3.1.2. Conceito – podemos definir, segundo o Art. 235º, nº 2 da CRP, a seguinte definição: as
autarquias locais são pessoas coletivas públicas de população e território, correspondentes
aos agregados de residentes em diversas circunscrições do território nacional, e que
asseguram a prossecução dos interesses comuns resultantes da vizinhança mediante órgãos
próprios, representativos dos respetivos habitantes. Temos de referir que são pessoas
coletivas distintas do Estado, não pertencem ao Estado. São entidades independentes e
completamente distintas do Estado – embora possam por ser ele ser fiscalizadas,
controladas ou subsidiadas. Temos agora de analisar quatro elementos essenciais:
a) Território – chama-se circunscrição administrativa. Desempenha a função de
identificar a autarquia local. Tem a função de definir a população respetiva, isto é o
agregado populacional cujos interesses vão ser prosseguidos pela autarquia local.
Desempenha também o papel de delimitar as atribuições e as competências da
autarquia e dos seus órgãos, em razão do lugar.
b) Agregado populacional – é em função dele que se definem os interesses a prosseguir
pela autarquia e porque a população constitui o substrato humano da autarquia local.
c) Interesses comuns – que servem de fundamento à existência das autarquias locais, as
quais se formam para prosseguir os interesses privados das populações locais.
d) Órgãos Representativos – os órgãos das autarquias locais são eleitos em eleições livres
pelas respetivas populações – eleições autárquicas.
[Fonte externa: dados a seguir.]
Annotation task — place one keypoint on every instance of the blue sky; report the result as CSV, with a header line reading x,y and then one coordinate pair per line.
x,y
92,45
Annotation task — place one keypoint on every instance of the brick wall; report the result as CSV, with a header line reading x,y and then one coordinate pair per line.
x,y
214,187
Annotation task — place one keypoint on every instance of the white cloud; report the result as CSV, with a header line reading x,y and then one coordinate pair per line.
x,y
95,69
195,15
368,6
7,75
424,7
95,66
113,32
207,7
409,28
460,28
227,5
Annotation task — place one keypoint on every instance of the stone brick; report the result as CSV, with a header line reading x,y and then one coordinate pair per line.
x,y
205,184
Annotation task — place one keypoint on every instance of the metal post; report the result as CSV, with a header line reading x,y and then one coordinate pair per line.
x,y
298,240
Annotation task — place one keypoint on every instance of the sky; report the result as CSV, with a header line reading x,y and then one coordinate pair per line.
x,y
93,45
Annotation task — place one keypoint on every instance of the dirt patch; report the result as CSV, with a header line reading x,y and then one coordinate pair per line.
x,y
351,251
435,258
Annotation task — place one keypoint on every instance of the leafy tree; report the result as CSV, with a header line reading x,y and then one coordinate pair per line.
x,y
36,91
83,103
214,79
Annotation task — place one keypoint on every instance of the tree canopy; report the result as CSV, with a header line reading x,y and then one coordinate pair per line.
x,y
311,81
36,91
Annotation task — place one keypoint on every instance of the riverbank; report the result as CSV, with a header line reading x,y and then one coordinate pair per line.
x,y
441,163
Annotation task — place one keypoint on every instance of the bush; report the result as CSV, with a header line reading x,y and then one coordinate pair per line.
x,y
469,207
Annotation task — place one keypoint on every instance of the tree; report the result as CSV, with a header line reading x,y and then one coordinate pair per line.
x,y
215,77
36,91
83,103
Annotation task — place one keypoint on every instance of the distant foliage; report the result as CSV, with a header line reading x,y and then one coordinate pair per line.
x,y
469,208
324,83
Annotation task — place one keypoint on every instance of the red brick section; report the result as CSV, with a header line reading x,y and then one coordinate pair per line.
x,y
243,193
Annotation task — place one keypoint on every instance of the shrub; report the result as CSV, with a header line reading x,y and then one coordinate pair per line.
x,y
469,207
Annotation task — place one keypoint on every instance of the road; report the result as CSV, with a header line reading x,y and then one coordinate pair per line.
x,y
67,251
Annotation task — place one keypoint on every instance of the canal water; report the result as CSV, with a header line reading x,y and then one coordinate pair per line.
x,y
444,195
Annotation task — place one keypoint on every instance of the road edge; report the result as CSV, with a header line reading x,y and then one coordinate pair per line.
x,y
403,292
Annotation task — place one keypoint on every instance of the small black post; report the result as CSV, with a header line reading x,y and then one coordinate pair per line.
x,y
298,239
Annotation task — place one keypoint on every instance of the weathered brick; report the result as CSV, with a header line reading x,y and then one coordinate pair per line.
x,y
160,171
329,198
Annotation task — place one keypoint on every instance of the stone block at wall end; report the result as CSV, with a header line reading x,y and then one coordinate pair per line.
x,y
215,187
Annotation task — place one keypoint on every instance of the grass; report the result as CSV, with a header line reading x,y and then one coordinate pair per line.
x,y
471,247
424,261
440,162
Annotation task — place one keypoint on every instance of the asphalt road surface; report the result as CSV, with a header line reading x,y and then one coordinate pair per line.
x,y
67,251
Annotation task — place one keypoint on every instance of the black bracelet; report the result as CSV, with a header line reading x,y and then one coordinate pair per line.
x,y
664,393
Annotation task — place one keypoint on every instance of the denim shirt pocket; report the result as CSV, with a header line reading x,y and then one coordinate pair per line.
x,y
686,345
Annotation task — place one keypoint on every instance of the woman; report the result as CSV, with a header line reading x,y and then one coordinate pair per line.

3.1.3. Princípio da autonomia local – pressupões e exige os seguintes direitos:


1) O direito e a capacidade efetiva de as autarquias regulamentarem e gerirem sob a
sua responsabilidade e no interesse das respetivas populações – domínio
reservado.
2) O direito de participarem na definição das políticas públicas nacionais que afetem
os interesses próprios das populações.
3) O direito de partilharem com o Estado ou com a região as decisões sobre o
interesse comum.
4) O direito de regulamentarem a aplicação das normas ou planos nacionais por
forma a adaptá-los convenientemente às realidades locais.

3.1.4. Espécies de autarquias locais – o sistema português de autarquias locais compõe-se de


freguesias e municípios.

3.2. Freguesia
3.2.1. Conceito – podemos definir freguesias como as autarquias locais que, dentro do território
municipal, visam a prossecução de interesses próprios da população residente em cada
circunscrição paroquial (paróquia como sinónimo de freguesia).

3.2.2. Organização administrativa do território das freguesias – a Lei nº 22/2012, de 30 de maio,


aprovou que o número de freguesias é de 3092.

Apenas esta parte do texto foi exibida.